Dr Alex W Robertson

I'm a materials scientist working to understand the nanoscale behaviour of materials, and how this can be related to their performance, degradation, and failure. Rechargeable batteries, hydrogen fuel cells, and catalysts all undergo complex changes during use; my goal is to reveal this at the atomic level with techniques like transmission electron microscopy.

I started in the Materials Department at Oxford with a Royal Society University Research Fellowship in 2018, and now work closely with the battery and catalyst communities of the Department, wider University, and internationally to understand structural dynamics and failure mechanisms of new energy materials.

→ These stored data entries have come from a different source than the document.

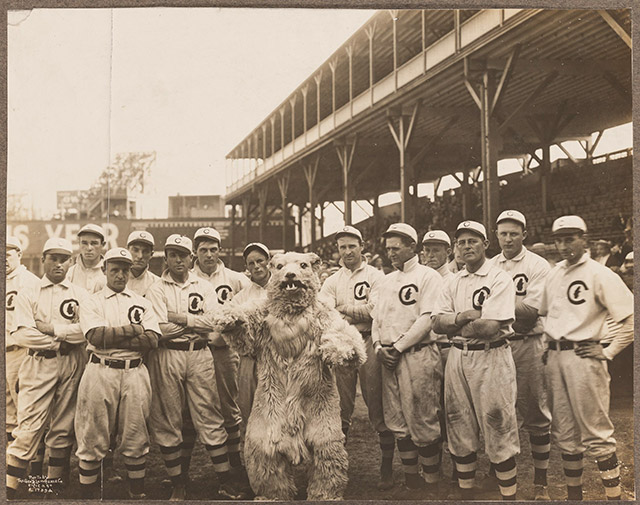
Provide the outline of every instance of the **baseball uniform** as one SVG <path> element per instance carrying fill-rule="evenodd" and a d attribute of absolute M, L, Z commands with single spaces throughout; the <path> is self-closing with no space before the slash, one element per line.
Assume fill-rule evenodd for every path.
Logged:
<path fill-rule="evenodd" d="M 136 293 L 137 295 L 144 296 L 149 288 L 160 280 L 156 274 L 154 274 L 148 268 L 145 268 L 138 277 L 134 277 L 133 272 L 129 276 L 129 282 L 127 282 L 127 288 Z"/>
<path fill-rule="evenodd" d="M 104 258 L 100 258 L 97 265 L 85 267 L 82 256 L 78 255 L 75 265 L 69 267 L 67 279 L 73 284 L 86 289 L 89 294 L 97 293 L 107 285 L 107 279 L 102 272 Z"/>

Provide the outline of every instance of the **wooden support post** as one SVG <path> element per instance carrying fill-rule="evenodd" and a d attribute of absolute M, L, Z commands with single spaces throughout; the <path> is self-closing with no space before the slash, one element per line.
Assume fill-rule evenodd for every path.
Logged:
<path fill-rule="evenodd" d="M 344 200 L 344 224 L 351 224 L 351 187 L 349 180 L 349 171 L 353 162 L 353 153 L 356 150 L 358 137 L 353 136 L 340 141 L 334 141 L 336 153 L 342 167 L 342 194 Z"/>
<path fill-rule="evenodd" d="M 469 169 L 462 169 L 462 219 L 467 220 L 471 215 L 471 187 L 469 186 Z"/>
<path fill-rule="evenodd" d="M 316 174 L 318 173 L 318 163 L 320 162 L 320 156 L 316 155 L 309 163 L 305 163 L 302 168 L 304 170 L 304 178 L 307 181 L 307 188 L 309 189 L 309 211 L 310 225 L 311 225 L 311 243 L 310 247 L 313 251 L 316 246 L 316 202 L 315 202 L 315 182 Z"/>
<path fill-rule="evenodd" d="M 249 230 L 251 228 L 251 197 L 242 197 L 242 214 L 244 215 L 244 243 L 249 243 Z"/>
<path fill-rule="evenodd" d="M 540 204 L 545 214 L 549 210 L 548 183 L 551 173 L 551 146 L 542 146 L 542 163 L 540 163 Z"/>
<path fill-rule="evenodd" d="M 398 15 L 400 11 L 398 9 L 391 9 L 389 15 L 393 23 L 393 89 L 398 90 Z"/>
<path fill-rule="evenodd" d="M 373 36 L 376 33 L 376 22 L 374 21 L 364 29 L 364 32 L 369 38 L 369 91 L 371 98 L 371 105 L 373 105 Z"/>
<path fill-rule="evenodd" d="M 278 179 L 278 189 L 282 200 L 282 248 L 287 250 L 287 221 L 289 208 L 287 203 L 287 190 L 289 189 L 289 172 L 283 174 Z"/>
<path fill-rule="evenodd" d="M 267 123 L 262 123 L 262 163 L 267 161 Z"/>
<path fill-rule="evenodd" d="M 271 116 L 269 118 L 271 123 L 271 156 L 276 152 L 276 117 Z"/>
<path fill-rule="evenodd" d="M 264 244 L 264 232 L 267 221 L 266 216 L 266 208 L 267 208 L 267 197 L 269 196 L 269 187 L 264 184 L 258 188 L 258 209 L 260 212 L 260 226 L 258 229 L 258 237 L 260 242 Z"/>
<path fill-rule="evenodd" d="M 324 238 L 324 200 L 320 200 L 320 238 Z"/>
<path fill-rule="evenodd" d="M 485 203 L 483 208 L 484 225 L 487 230 L 493 229 L 498 217 L 500 205 L 500 181 L 498 180 L 498 120 L 491 113 L 491 103 L 494 97 L 495 76 L 487 70 L 482 76 L 482 109 L 481 141 L 482 166 L 484 169 Z M 492 242 L 494 242 L 492 240 Z"/>
<path fill-rule="evenodd" d="M 236 204 L 231 204 L 231 229 L 229 231 L 231 235 L 231 253 L 228 260 L 229 268 L 233 268 L 233 260 L 236 257 Z"/>
<path fill-rule="evenodd" d="M 309 85 L 302 86 L 302 131 L 304 132 L 304 143 L 307 144 L 307 93 L 309 92 Z"/>
<path fill-rule="evenodd" d="M 282 107 L 278 112 L 280 112 L 280 150 L 284 149 L 284 107 Z M 284 156 L 284 153 L 282 153 Z"/>
<path fill-rule="evenodd" d="M 316 124 L 318 125 L 318 135 L 321 135 L 320 131 L 320 83 L 322 82 L 322 70 L 313 76 L 313 80 L 316 82 Z"/>
<path fill-rule="evenodd" d="M 333 114 L 333 126 L 336 126 L 336 68 L 338 67 L 338 58 L 334 58 L 329 62 L 331 69 L 331 113 Z"/>

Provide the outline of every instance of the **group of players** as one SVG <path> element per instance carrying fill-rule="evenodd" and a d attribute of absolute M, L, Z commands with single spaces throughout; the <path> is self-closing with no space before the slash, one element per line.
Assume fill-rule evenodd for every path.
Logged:
<path fill-rule="evenodd" d="M 379 434 L 380 489 L 394 485 L 397 446 L 404 485 L 422 489 L 425 498 L 442 497 L 446 442 L 454 491 L 473 499 L 482 436 L 502 497 L 516 499 L 521 426 L 529 434 L 535 499 L 549 499 L 552 438 L 569 499 L 582 498 L 585 454 L 596 460 L 607 498 L 620 499 L 606 362 L 633 339 L 633 295 L 589 257 L 586 232 L 578 216 L 553 223 L 563 261 L 550 269 L 523 246 L 522 213 L 498 217 L 502 252 L 492 259 L 484 226 L 464 221 L 454 237 L 464 266 L 454 274 L 446 232 L 428 231 L 419 242 L 414 228 L 395 223 L 383 234 L 395 267 L 387 275 L 367 264 L 357 228 L 335 235 L 341 267 L 319 296 L 360 331 L 368 356 L 359 370 L 335 370 L 343 432 L 359 376 Z M 80 255 L 71 268 L 71 244 L 47 241 L 42 279 L 19 266 L 20 243 L 7 239 L 8 496 L 16 496 L 29 466 L 42 472 L 44 441 L 47 477 L 63 485 L 77 443 L 85 498 L 99 495 L 101 472 L 117 445 L 129 496 L 143 498 L 153 439 L 171 479 L 171 499 L 184 499 L 197 434 L 218 493 L 249 497 L 239 448 L 255 362 L 227 346 L 212 315 L 226 303 L 265 299 L 269 249 L 245 247 L 247 276 L 222 263 L 215 229 L 199 229 L 193 242 L 171 235 L 158 278 L 148 269 L 155 247 L 150 233 L 134 231 L 127 249 L 104 256 L 99 226 L 86 225 L 78 238 Z M 618 325 L 605 347 L 607 317 Z"/>

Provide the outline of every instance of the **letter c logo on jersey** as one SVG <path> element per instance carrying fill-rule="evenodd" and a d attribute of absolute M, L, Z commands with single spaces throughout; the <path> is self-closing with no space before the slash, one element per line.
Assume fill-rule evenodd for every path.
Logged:
<path fill-rule="evenodd" d="M 369 283 L 367 281 L 358 282 L 355 286 L 353 286 L 353 297 L 356 300 L 364 300 L 367 298 L 367 293 L 369 293 Z"/>
<path fill-rule="evenodd" d="M 142 314 L 144 314 L 144 307 L 140 307 L 140 305 L 132 305 L 129 308 L 129 313 L 127 314 L 129 322 L 131 324 L 142 324 Z"/>
<path fill-rule="evenodd" d="M 402 305 L 413 305 L 416 303 L 416 295 L 418 294 L 418 286 L 415 284 L 408 284 L 407 286 L 402 286 L 400 291 L 398 292 L 398 298 L 400 298 L 400 303 Z"/>
<path fill-rule="evenodd" d="M 573 281 L 567 289 L 567 298 L 574 305 L 582 305 L 587 300 L 584 299 L 584 292 L 589 288 L 583 281 Z"/>
<path fill-rule="evenodd" d="M 473 296 L 471 297 L 473 308 L 476 310 L 480 310 L 484 305 L 485 300 L 489 298 L 490 294 L 491 290 L 487 286 L 482 286 L 480 289 L 476 289 L 473 292 Z"/>
<path fill-rule="evenodd" d="M 17 291 L 8 291 L 7 292 L 7 310 L 15 310 L 16 308 L 16 296 L 18 296 Z"/>
<path fill-rule="evenodd" d="M 513 276 L 513 284 L 516 287 L 516 295 L 524 296 L 527 294 L 529 277 L 527 277 L 525 274 L 516 274 Z"/>
<path fill-rule="evenodd" d="M 218 286 L 216 288 L 216 294 L 218 295 L 218 301 L 223 305 L 230 302 L 233 298 L 233 290 L 231 289 L 231 286 L 227 286 L 226 284 Z"/>
<path fill-rule="evenodd" d="M 78 313 L 78 300 L 74 300 L 70 298 L 69 300 L 64 300 L 60 304 L 60 315 L 67 319 L 68 321 L 73 321 Z"/>
<path fill-rule="evenodd" d="M 189 314 L 204 312 L 204 298 L 200 293 L 189 293 Z"/>

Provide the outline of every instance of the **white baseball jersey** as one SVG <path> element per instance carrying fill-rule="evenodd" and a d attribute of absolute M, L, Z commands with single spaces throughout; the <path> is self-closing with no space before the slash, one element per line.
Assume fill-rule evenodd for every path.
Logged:
<path fill-rule="evenodd" d="M 513 279 L 516 303 L 522 302 L 540 310 L 544 281 L 551 270 L 547 260 L 523 247 L 522 251 L 511 259 L 505 258 L 504 254 L 500 253 L 489 261 L 507 272 Z M 542 334 L 542 318 L 538 317 L 535 326 L 527 334 Z"/>
<path fill-rule="evenodd" d="M 371 326 L 373 342 L 395 344 L 400 352 L 426 340 L 421 336 L 415 342 L 403 338 L 413 323 L 422 315 L 433 312 L 436 296 L 442 289 L 442 277 L 433 268 L 421 265 L 418 256 L 380 280 L 378 301 L 373 309 Z"/>
<path fill-rule="evenodd" d="M 176 342 L 202 339 L 203 332 L 211 330 L 208 315 L 218 307 L 211 284 L 193 272 L 189 272 L 186 282 L 179 284 L 168 270 L 165 271 L 160 281 L 149 288 L 145 298 L 153 306 L 163 336 Z M 186 314 L 187 327 L 170 323 L 168 312 Z"/>
<path fill-rule="evenodd" d="M 444 265 L 442 265 L 440 268 L 438 268 L 438 270 L 436 270 L 436 272 L 438 272 L 442 276 L 442 289 L 444 289 L 445 286 L 455 276 L 455 274 L 449 268 L 449 264 L 448 263 L 445 263 Z M 440 295 L 440 293 L 438 293 L 438 296 L 439 295 Z M 436 333 L 433 330 L 431 330 L 431 337 L 433 338 L 433 340 L 436 340 L 438 342 L 449 342 L 449 337 L 446 334 L 445 335 L 441 335 L 439 333 Z"/>
<path fill-rule="evenodd" d="M 60 342 L 82 344 L 84 333 L 78 322 L 78 307 L 89 293 L 64 279 L 53 284 L 46 276 L 33 289 L 18 293 L 12 337 L 17 345 L 36 350 L 55 350 Z M 46 335 L 36 328 L 36 320 L 53 324 L 54 336 Z"/>
<path fill-rule="evenodd" d="M 160 277 L 148 268 L 145 268 L 144 272 L 142 272 L 138 277 L 134 277 L 133 272 L 131 272 L 129 282 L 127 282 L 127 288 L 140 296 L 144 296 L 147 294 L 147 291 L 149 291 L 149 288 L 159 280 Z"/>
<path fill-rule="evenodd" d="M 11 337 L 11 330 L 14 330 L 13 315 L 16 309 L 16 298 L 23 289 L 33 289 L 40 284 L 40 278 L 27 270 L 24 265 L 19 265 L 13 272 L 7 275 L 6 305 L 4 313 L 4 345 L 16 345 Z"/>
<path fill-rule="evenodd" d="M 193 272 L 198 277 L 206 279 L 211 283 L 216 291 L 218 302 L 220 302 L 221 305 L 230 302 L 236 293 L 251 284 L 251 281 L 246 275 L 225 267 L 222 260 L 218 262 L 215 272 L 211 275 L 204 273 L 200 269 L 200 264 L 196 260 L 193 265 Z"/>
<path fill-rule="evenodd" d="M 620 276 L 586 254 L 575 265 L 559 262 L 547 276 L 540 314 L 554 340 L 600 340 L 606 318 L 620 322 L 633 314 L 633 294 Z"/>
<path fill-rule="evenodd" d="M 267 300 L 267 288 L 252 282 L 246 288 L 242 288 L 233 297 L 233 305 L 242 305 L 247 302 L 261 303 Z"/>
<path fill-rule="evenodd" d="M 97 293 L 107 285 L 107 278 L 102 271 L 103 263 L 104 258 L 100 258 L 96 266 L 88 268 L 84 266 L 82 256 L 78 256 L 75 265 L 71 265 L 67 272 L 67 279 L 90 294 Z"/>
<path fill-rule="evenodd" d="M 516 293 L 509 275 L 485 261 L 476 272 L 460 270 L 444 287 L 436 302 L 433 315 L 455 314 L 465 310 L 479 310 L 482 319 L 500 322 L 500 329 L 493 340 L 511 335 L 511 323 L 515 319 Z M 486 340 L 463 338 L 456 335 L 454 341 L 484 344 Z"/>
<path fill-rule="evenodd" d="M 367 265 L 364 259 L 354 272 L 342 264 L 340 270 L 324 281 L 320 289 L 320 299 L 334 308 L 340 305 L 356 305 L 370 316 L 378 299 L 378 284 L 382 279 L 384 273 Z M 371 330 L 371 321 L 359 321 L 353 325 L 358 331 Z"/>
<path fill-rule="evenodd" d="M 86 335 L 93 328 L 141 324 L 145 330 L 161 335 L 151 302 L 128 288 L 116 293 L 108 286 L 91 295 L 80 309 L 80 328 Z M 136 359 L 139 351 L 131 349 L 98 349 L 91 343 L 87 349 L 105 358 Z"/>

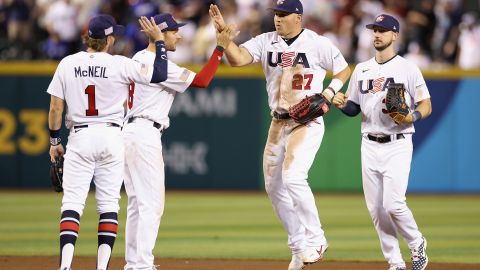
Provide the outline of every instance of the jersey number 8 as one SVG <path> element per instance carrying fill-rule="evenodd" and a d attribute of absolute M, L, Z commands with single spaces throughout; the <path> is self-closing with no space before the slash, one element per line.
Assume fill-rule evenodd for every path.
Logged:
<path fill-rule="evenodd" d="M 135 82 L 130 81 L 130 84 L 128 85 L 128 100 L 127 100 L 127 106 L 129 109 L 133 107 L 133 94 L 135 93 Z"/>

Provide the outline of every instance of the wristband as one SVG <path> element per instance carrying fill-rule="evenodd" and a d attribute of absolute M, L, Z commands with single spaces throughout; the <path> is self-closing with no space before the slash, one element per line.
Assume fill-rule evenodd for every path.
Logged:
<path fill-rule="evenodd" d="M 59 145 L 62 140 L 60 139 L 60 129 L 50 129 L 50 145 Z"/>
<path fill-rule="evenodd" d="M 62 139 L 60 138 L 50 138 L 50 145 L 51 146 L 57 146 L 62 142 Z"/>
<path fill-rule="evenodd" d="M 333 95 L 335 95 L 338 91 L 340 91 L 340 89 L 342 89 L 342 87 L 343 87 L 342 80 L 333 78 L 330 84 L 328 85 L 327 89 L 331 88 L 334 91 Z"/>
<path fill-rule="evenodd" d="M 335 96 L 335 90 L 332 87 L 329 86 L 329 87 L 325 88 L 325 90 L 323 90 L 323 91 L 326 91 L 326 90 L 330 90 L 332 92 L 332 98 Z"/>
<path fill-rule="evenodd" d="M 225 48 L 223 48 L 223 47 L 220 46 L 220 45 L 217 45 L 216 49 L 219 50 L 219 51 L 222 52 L 222 53 L 223 53 L 223 51 L 225 51 Z"/>
<path fill-rule="evenodd" d="M 60 137 L 60 129 L 51 130 L 50 129 L 50 138 L 59 138 Z"/>
<path fill-rule="evenodd" d="M 422 114 L 419 111 L 414 111 L 412 113 L 412 122 L 416 122 L 422 119 Z"/>

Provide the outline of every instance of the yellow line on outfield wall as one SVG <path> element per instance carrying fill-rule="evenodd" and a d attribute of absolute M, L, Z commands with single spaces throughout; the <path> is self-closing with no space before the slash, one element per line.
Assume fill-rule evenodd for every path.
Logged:
<path fill-rule="evenodd" d="M 50 75 L 53 76 L 58 62 L 56 61 L 4 61 L 0 62 L 0 75 Z M 201 65 L 185 65 L 184 67 L 198 72 Z M 241 68 L 232 68 L 222 65 L 218 68 L 217 77 L 233 78 L 264 78 L 260 65 L 249 65 Z"/>
<path fill-rule="evenodd" d="M 56 61 L 3 61 L 0 62 L 0 75 L 50 75 L 52 76 L 57 68 Z M 184 67 L 198 72 L 202 65 L 185 65 Z M 353 66 L 351 67 L 353 70 Z M 480 69 L 462 70 L 460 68 L 448 68 L 437 70 L 423 70 L 427 79 L 460 79 L 480 78 Z M 329 74 L 331 76 L 331 74 Z M 249 65 L 240 68 L 232 68 L 221 65 L 218 68 L 216 77 L 223 78 L 265 78 L 260 65 Z M 327 75 L 328 76 L 328 75 Z"/>

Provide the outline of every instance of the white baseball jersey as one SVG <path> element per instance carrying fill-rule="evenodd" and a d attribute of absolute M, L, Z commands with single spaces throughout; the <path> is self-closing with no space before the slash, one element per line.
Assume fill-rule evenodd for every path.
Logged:
<path fill-rule="evenodd" d="M 106 122 L 122 125 L 128 84 L 148 84 L 152 72 L 151 66 L 124 56 L 78 52 L 59 63 L 47 92 L 66 101 L 67 128 Z"/>
<path fill-rule="evenodd" d="M 348 66 L 327 38 L 308 29 L 303 29 L 291 45 L 277 32 L 269 32 L 240 46 L 252 55 L 252 62 L 262 62 L 268 104 L 278 113 L 286 112 L 305 96 L 321 93 L 327 70 L 337 74 Z M 265 145 L 265 190 L 287 231 L 292 263 L 299 254 L 320 256 L 327 246 L 315 197 L 307 181 L 324 131 L 322 117 L 308 125 L 273 118 Z M 302 260 L 302 267 L 303 262 L 310 262 Z"/>
<path fill-rule="evenodd" d="M 348 99 L 362 109 L 362 133 L 390 135 L 414 133 L 413 124 L 397 125 L 387 113 L 384 99 L 390 83 L 405 85 L 405 99 L 410 110 L 414 104 L 430 98 L 422 73 L 416 65 L 397 55 L 379 64 L 372 58 L 355 67 L 348 85 Z"/>
<path fill-rule="evenodd" d="M 155 53 L 143 50 L 133 59 L 151 65 Z M 123 128 L 124 183 L 128 195 L 125 269 L 153 267 L 152 250 L 165 206 L 165 169 L 161 132 L 152 126 L 152 121 L 160 123 L 162 129 L 169 126 L 168 113 L 175 94 L 190 86 L 195 73 L 168 61 L 167 76 L 160 84 L 130 85 L 125 120 L 137 119 L 126 122 Z"/>
<path fill-rule="evenodd" d="M 347 93 L 349 100 L 362 110 L 362 186 L 367 208 L 385 259 L 390 266 L 404 268 L 397 235 L 405 239 L 410 249 L 418 247 L 423 239 L 405 199 L 415 129 L 413 124 L 395 124 L 386 113 L 383 100 L 390 83 L 405 85 L 411 110 L 419 101 L 430 98 L 418 67 L 398 55 L 383 64 L 375 58 L 358 64 Z M 367 135 L 398 133 L 403 136 L 390 136 L 391 141 L 386 143 L 373 141 Z"/>
<path fill-rule="evenodd" d="M 155 53 L 142 50 L 136 53 L 133 59 L 140 63 L 153 65 Z M 195 72 L 168 61 L 168 77 L 160 85 L 131 86 L 125 119 L 130 117 L 146 118 L 162 124 L 164 129 L 168 128 L 170 125 L 168 112 L 172 107 L 175 94 L 183 93 L 192 84 L 194 78 Z"/>
<path fill-rule="evenodd" d="M 327 70 L 337 74 L 348 66 L 329 39 L 309 29 L 303 29 L 290 46 L 276 31 L 258 35 L 240 46 L 249 51 L 254 63 L 262 62 L 267 80 L 268 104 L 271 110 L 277 112 L 288 110 L 288 104 L 279 101 L 279 85 L 285 68 L 303 66 L 303 69 L 294 71 L 291 82 L 287 82 L 290 84 L 288 88 L 303 98 L 323 91 Z"/>

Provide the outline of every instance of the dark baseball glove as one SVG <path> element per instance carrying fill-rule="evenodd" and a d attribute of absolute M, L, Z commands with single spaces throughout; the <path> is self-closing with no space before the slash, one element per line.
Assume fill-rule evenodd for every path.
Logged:
<path fill-rule="evenodd" d="M 295 122 L 305 125 L 326 114 L 329 109 L 330 102 L 322 94 L 315 94 L 306 96 L 299 103 L 290 107 L 288 114 Z"/>
<path fill-rule="evenodd" d="M 55 162 L 50 165 L 50 179 L 52 180 L 53 190 L 63 191 L 63 157 L 55 158 Z"/>
<path fill-rule="evenodd" d="M 390 115 L 395 123 L 403 123 L 403 120 L 409 114 L 409 108 L 405 101 L 405 86 L 403 83 L 390 83 L 388 85 L 385 107 L 387 108 L 388 115 Z"/>

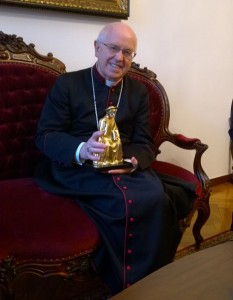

E: alex.robertson@materials.ox.ac.uk

P: +44 (0)1865 212799

Positions

  • Royal Society University Research Fellow, Oxford University 01/2018

  • Post-Doctoral Researcher, Pacific Northwest National Lab 01/2017 - 12/2017

  • Post-Doctoral Researcher, Oxford University 04/2013 - 12/2016

Qualifications

  • Materials Science PhD, Oxford University 2009 - 2013

  • Physics MPhys, Durham University 2005 - 2009

Personal Statement

I am a materials scientist interested in the characterisation of nanomaterials and interface for energy applications. My particular specialities are in two-dimensional materials, transmission electron microscopy, and in-situ characterisation techniques. I am an author on over 90 publications in journals including ACS Energy Letters, Nano Letters, Nature Communications, and Science, with over 4,500 citations and an h-index of 37.

 

I completed my materials science doctorate at Oxford University in 2013, for the thesis Synthesis and Characterisation of Large Area Graphene, with Prof Jamie Warner. Synthesising graphene by chemical vapour deposition (CVD) is regarded as the most promising route to industrial scale graphene suitable for high-end electronic applications. During my PhD I developed one of the first atmospheric pressure CVD systems for graphene. I worked extensively on the atomic resolution characterisation of defects in graphene and other 2D materials, using these 2D crystals as ideal model systems to better understand how defects behave at single atom levels.

 

I continued as a post-doctoral researcher at Oxford, co-funded by an international collaboration with the Korea Institute of Energy Research (KIER), researching nanomaterials for energy storage and catalysis through atomic resolution transmission electron microscopy (TEM). In tandem with this I established Oxford’s first in-situ electronic device TEM capability, building on work I had completed on in-situ heating studies of graphene sub-nanometre pores and dislocations. This was used for the characterisation of suspended 2D nanomaterial electronic devices. 

In 2017 I worked as a post-doc at the Pacific Northwest National Lab in the USA, working on in-situ liquid-cell TEM and dynamic TEM (DTEM) in Prof Nigel Browning’s group. During my time in PNNL I secured a Royal Society Research Fellowship, which I started in Oxford at the beginning of 2018.

 

Since returning to Oxford I have established a group interested in understanding the nanoscale behaviour of materials, and how this can be related to their performance, degradation, and failure. Rechargeable batteries, hydrogen fuel cells, and catalysts all undergo complex changes during use; my goal is to reveal this at the atomic level with techniques like transmission electron microscopy.